Una expresión clara de estas ideas la vemos en la opinión de la procuradora general, Alejandra Gils Carbó, con motivo de la causa "Clarín". Allí afirma que el paradigma de la escasez del espacio radioeléctrico para justificar la regulación estatal de la radio y la TV ha devenido obsoleto. Hoy la adjudicación de una licencia para operar servicios de comunicación audiovisual necesita una habilitación estatal, cuyo otorgamiento está orientado a la satisfacción de un interés social relevante, a saber, la participación de una pluralidad de voces en el debate público. En su sentencia del día martes, modificando su doctrina histórica, la Corte Suprema ha aceptado expresamente esta posición.
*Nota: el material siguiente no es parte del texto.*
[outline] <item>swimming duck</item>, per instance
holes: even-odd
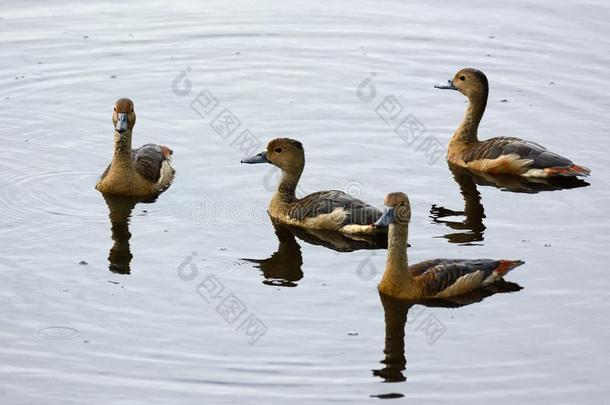
[[[469,102],[464,119],[449,142],[449,162],[478,172],[524,177],[587,176],[591,172],[534,142],[511,137],[479,141],[477,129],[489,93],[487,77],[480,70],[462,69],[447,84],[435,87],[458,90]]]
[[[382,294],[405,300],[446,299],[499,281],[524,263],[521,260],[434,259],[409,266],[409,198],[404,193],[390,193],[385,205],[388,209],[375,222],[376,226],[389,226],[388,260],[379,284]]]
[[[175,173],[171,165],[172,150],[152,143],[131,149],[136,113],[130,99],[116,101],[112,122],[114,155],[95,188],[106,194],[150,197],[169,187]]]
[[[345,234],[383,232],[373,226],[381,217],[381,211],[342,191],[319,191],[300,199],[296,197],[295,190],[305,166],[305,151],[299,141],[274,139],[266,151],[241,162],[270,163],[282,170],[280,184],[269,203],[269,215],[273,220]]]

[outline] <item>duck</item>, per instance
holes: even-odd
[[[435,87],[457,90],[468,98],[466,114],[447,149],[447,160],[450,163],[475,172],[532,178],[585,177],[591,172],[535,142],[514,137],[479,141],[477,130],[489,94],[487,76],[480,70],[461,69],[453,79]]]
[[[95,188],[111,195],[148,198],[166,190],[174,179],[173,151],[164,145],[148,143],[131,149],[131,133],[136,123],[134,104],[120,98],[112,112],[114,154],[112,162]]]
[[[303,198],[296,197],[295,191],[305,167],[305,151],[303,144],[295,139],[273,139],[265,151],[242,159],[241,163],[268,163],[281,169],[281,180],[268,207],[273,221],[350,235],[383,232],[373,226],[381,218],[381,211],[343,191],[319,191]]]
[[[411,205],[405,193],[385,197],[387,210],[375,226],[388,227],[388,258],[379,292],[403,300],[449,299],[503,279],[521,260],[433,259],[409,266]]]

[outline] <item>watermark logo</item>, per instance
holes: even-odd
[[[426,316],[422,315],[426,313]],[[413,316],[415,315],[415,316]],[[419,319],[419,322],[417,320]],[[416,332],[423,332],[427,337],[427,343],[433,345],[447,332],[447,327],[427,307],[412,307],[407,317],[407,324],[417,324]]]

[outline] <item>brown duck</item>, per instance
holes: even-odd
[[[112,113],[114,155],[95,188],[102,193],[129,197],[152,197],[164,191],[174,178],[172,150],[152,143],[131,149],[136,123],[133,102],[117,100]]]
[[[388,259],[379,292],[404,300],[457,297],[501,280],[524,262],[491,259],[433,259],[409,266],[407,239],[411,205],[404,193],[385,198],[388,209],[375,226],[389,226]]]
[[[589,175],[586,167],[534,142],[511,137],[479,141],[477,130],[489,93],[487,77],[480,70],[462,69],[446,84],[435,87],[458,90],[468,97],[464,119],[449,142],[449,162],[477,172],[524,177]]]
[[[352,235],[384,232],[384,229],[373,226],[381,217],[381,211],[343,191],[319,191],[303,198],[296,197],[296,188],[305,167],[305,151],[297,140],[274,139],[266,151],[241,162],[269,163],[282,170],[282,179],[268,210],[275,221]]]

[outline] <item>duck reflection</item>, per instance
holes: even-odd
[[[277,251],[268,259],[243,260],[255,263],[263,272],[263,284],[296,287],[296,282],[303,278],[301,246],[288,226],[276,224],[274,228],[279,240]]]
[[[131,239],[131,232],[129,232],[131,213],[137,203],[154,202],[156,198],[142,200],[141,198],[134,197],[110,194],[102,195],[110,211],[108,217],[110,218],[110,230],[114,242],[108,253],[108,261],[110,262],[108,270],[113,273],[130,274],[131,259],[133,258],[129,246],[129,239]]]
[[[387,235],[350,235],[341,232],[303,229],[272,222],[279,241],[277,251],[267,259],[242,260],[254,263],[263,273],[263,284],[296,287],[303,278],[303,255],[297,238],[309,244],[324,246],[337,252],[353,252],[361,249],[385,249]]]
[[[492,186],[502,191],[513,193],[535,194],[543,191],[556,191],[570,188],[586,187],[589,185],[584,180],[575,177],[551,177],[530,178],[508,175],[494,175],[490,173],[476,173],[463,167],[448,163],[453,179],[460,187],[460,193],[464,198],[464,210],[454,211],[445,207],[432,205],[430,218],[434,223],[445,224],[450,229],[457,231],[443,235],[450,243],[475,244],[484,239],[485,208],[481,203],[481,194],[477,185]],[[463,216],[464,219],[443,219],[453,216]]]
[[[383,368],[372,370],[373,375],[384,382],[401,382],[407,378],[404,375],[407,359],[405,356],[405,325],[416,325],[415,330],[426,334],[428,341],[433,342],[444,333],[444,326],[431,314],[426,314],[426,308],[458,308],[482,301],[497,293],[509,293],[521,290],[516,283],[505,280],[497,281],[468,294],[447,299],[426,299],[419,301],[401,300],[379,293],[385,318],[385,357],[380,361]],[[411,311],[412,320],[408,320]]]

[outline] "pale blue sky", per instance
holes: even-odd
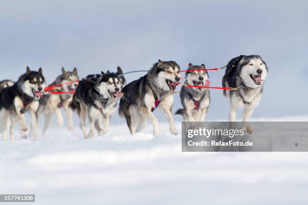
[[[50,83],[63,66],[76,66],[83,77],[118,65],[148,69],[159,58],[185,69],[191,62],[214,67],[259,54],[269,76],[253,117],[308,113],[306,1],[166,2],[2,1],[1,78],[16,80],[27,65],[42,67]],[[211,84],[220,86],[223,75],[210,72]],[[226,119],[222,91],[211,95],[207,119]],[[177,94],[174,111],[180,107]]]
El argumento utiliza la pretensión, en ocasiones postulada por sectores sinceramente democráticos, de asegurar que todas las opiniones puedan ser escuchadas, aun a costa de hacer callar a alguien. Uno de los autores que fundó esta línea de pensamiento, Alexander Meikeljohn, lo explicaba con claridad: "Lo esencial no es que cada uno pueda hablar, sino que todas las cosas valiosas sean dichas". De esta forma, sostienen otros, la libertad de expresión se referiría a un estado de cosas social y no a la acción de un individuo o institución (Owen Fiss). No es casualidad que la Corte Suprema cite expresamente a estos dos autores.
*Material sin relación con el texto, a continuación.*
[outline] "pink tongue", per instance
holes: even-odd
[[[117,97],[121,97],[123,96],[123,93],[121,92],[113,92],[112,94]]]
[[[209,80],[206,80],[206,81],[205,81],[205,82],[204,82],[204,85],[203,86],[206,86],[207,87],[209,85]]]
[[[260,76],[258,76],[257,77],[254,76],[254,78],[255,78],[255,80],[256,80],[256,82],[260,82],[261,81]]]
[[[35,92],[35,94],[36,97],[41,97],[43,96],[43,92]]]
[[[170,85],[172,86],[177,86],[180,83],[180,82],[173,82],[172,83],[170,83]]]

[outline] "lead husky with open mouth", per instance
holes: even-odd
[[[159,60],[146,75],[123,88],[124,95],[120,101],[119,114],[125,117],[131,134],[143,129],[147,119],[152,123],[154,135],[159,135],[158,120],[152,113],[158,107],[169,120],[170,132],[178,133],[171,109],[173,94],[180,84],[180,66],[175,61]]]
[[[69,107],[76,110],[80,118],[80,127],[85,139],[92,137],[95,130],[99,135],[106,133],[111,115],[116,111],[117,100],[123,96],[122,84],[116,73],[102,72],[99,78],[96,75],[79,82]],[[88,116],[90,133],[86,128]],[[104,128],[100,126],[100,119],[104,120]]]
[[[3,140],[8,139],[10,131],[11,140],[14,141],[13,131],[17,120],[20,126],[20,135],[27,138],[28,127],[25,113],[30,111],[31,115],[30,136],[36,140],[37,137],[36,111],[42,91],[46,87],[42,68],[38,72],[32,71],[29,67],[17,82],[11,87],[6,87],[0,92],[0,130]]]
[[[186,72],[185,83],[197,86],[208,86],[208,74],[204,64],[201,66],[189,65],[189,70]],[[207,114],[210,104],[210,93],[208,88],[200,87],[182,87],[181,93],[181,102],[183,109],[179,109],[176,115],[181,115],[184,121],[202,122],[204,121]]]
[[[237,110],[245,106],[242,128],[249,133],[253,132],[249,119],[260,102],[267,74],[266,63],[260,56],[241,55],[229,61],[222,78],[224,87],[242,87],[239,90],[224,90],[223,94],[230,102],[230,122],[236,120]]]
En un funcionamiento ideal de estas teorías, el gobierno debería intervenir en el debate público a fin de que los ciudadanos reciban todos los mensajes y puedan tomar la mejor decisión cuando son convocados para escoger a sus representantes o incidir en el diseño de las políticas públicas.
Esta imagen idílica tiene varios problemas. Uno de ellos es que resulta incorrecto sostener que todos participamos al mismo tiempo del mismo debate. Nuestras diversas inquietudes nos conducen a intervenir en distintos foros con temáticas también distintas. Foros que pueden coexistir de modo simultáneo, por lo que no suele ser necesario hacer callar a alguien, para que otro hable en un foro distinto.
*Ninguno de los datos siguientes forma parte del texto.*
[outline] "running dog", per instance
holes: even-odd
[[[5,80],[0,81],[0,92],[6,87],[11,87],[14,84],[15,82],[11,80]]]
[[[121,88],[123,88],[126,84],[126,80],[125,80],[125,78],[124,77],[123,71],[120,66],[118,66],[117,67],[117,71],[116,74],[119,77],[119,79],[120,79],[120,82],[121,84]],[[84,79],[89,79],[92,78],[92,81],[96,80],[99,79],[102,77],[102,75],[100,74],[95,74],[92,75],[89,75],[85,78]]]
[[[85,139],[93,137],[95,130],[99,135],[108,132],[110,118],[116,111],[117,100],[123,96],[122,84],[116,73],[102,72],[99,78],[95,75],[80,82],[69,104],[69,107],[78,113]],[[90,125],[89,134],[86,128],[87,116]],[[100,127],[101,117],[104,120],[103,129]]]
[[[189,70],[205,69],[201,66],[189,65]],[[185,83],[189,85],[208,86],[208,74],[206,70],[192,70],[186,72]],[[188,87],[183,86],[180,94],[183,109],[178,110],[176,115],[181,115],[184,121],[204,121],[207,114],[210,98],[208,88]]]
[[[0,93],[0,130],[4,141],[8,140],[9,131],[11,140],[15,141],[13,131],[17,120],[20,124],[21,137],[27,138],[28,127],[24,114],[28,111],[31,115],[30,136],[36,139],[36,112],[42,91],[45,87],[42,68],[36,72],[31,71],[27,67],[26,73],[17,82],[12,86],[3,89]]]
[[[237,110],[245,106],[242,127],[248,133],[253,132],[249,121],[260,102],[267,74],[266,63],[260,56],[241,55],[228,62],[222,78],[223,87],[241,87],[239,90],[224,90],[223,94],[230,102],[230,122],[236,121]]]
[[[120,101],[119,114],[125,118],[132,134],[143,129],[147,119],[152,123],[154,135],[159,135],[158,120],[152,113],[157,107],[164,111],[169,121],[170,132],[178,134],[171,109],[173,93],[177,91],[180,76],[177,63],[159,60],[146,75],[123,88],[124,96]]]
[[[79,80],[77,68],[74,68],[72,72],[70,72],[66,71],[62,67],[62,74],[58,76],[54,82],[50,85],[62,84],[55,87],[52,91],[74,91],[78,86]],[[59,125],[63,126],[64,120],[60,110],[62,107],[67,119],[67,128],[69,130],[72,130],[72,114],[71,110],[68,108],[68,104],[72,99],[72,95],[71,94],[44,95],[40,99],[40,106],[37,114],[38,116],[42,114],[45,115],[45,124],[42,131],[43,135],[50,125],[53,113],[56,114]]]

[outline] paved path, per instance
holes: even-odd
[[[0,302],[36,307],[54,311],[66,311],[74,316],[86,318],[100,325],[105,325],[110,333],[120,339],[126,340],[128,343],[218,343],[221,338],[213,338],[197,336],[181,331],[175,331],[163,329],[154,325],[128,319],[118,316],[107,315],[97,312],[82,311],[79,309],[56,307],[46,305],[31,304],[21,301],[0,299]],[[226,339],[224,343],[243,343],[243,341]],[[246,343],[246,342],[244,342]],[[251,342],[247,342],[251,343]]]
Pero el problema más grave es que esta doctrina exige un elevado grado de neutralidad en los gobernantes, el que rara vez está presente, ya que ellos son los principales interesados en el resultado del debate público que deberían regular. La experiencia nos muestra que, en la práctica, la intervención de las autoridades en el debate público se convierte en una herramienta más para perpetuarse en el poder.
Semejante atribución de competencia a las autoridades puede funcionar con algún éxito -y no sin grandes críticas- en países con instituciones sólidas y con burocracias estatales que subsisten a los cambios políticos. Pero en países con gran debilidad institucional, donde quienes asumen el poder consideran que Estado y gobierno son la misma cosa y que además les pertenece, permitirles controlar el debate público no parece un acto de sensatez.
Aspirar a que las autoridades de turno distribuyan democráticamente las cuotas de participación en el debate es olvidar que si bien el mercado puede producir información insuficiente, el sistema político tiende, aun con mayor fuerza, a regular en exceso la información.
No alcanza, para eso, con pretender distinguir, como lo hace la Corte, entre dimensiones individuales y colectivas de la libertad de expresión, afirmando que en la primera se admiten restricciones estatales mínimas, mientras en la segunda la regulación puede ser mayor. En ambos casos esas restricciones recaen sobre individuos y sus alcances son incompatibles entre sí. O se opta por una regulación mínima o se permite una regulación amplia, pero la regulación será siempre una.
Al incorporar el artículo 32 a nuestra Constitución, el cual prohíbe toda ley de prensa, los constituyentes advirtieron que "ninguna nación del mundo había arribado a establecer principios regulares; pues, dejando a sus legisladores la facultad de reglamentar la libertad de la prensa no habían podido detenerse en la fatal pendiente que lleva hasta suprimirla".
Esa norma es una muralla de contención frente a los gobiernos. En ella los constituyentes depositaron sus esperanzas de que las autoridades no arrebaten al pueblo su derecho de examinar y criticar a sus representantes. Del otro lado, entregar a los gobiernos la custodia de la libertad de expresión es delegar en el lobo la defensa de las gallinas. La libertad de expresión no se debe justificar a partir del sistema político, del mismo modo que los individuos no deben justificar su existencia como células del gran Leviatán. El Estado y las instituciones tienen sentido y están moralmente justificadas, si procuran asegurar a cada persona la libertad de pensamiento y de crítica.
Hoy la Corte Suprema ha abandonado su postura tradicional y ha colocado en cabeza de los gobiernos la tutela de la libertad de expresión. Frente a ello, sólo cabe esperar que sea la sociedad quien ponga límites al lobo.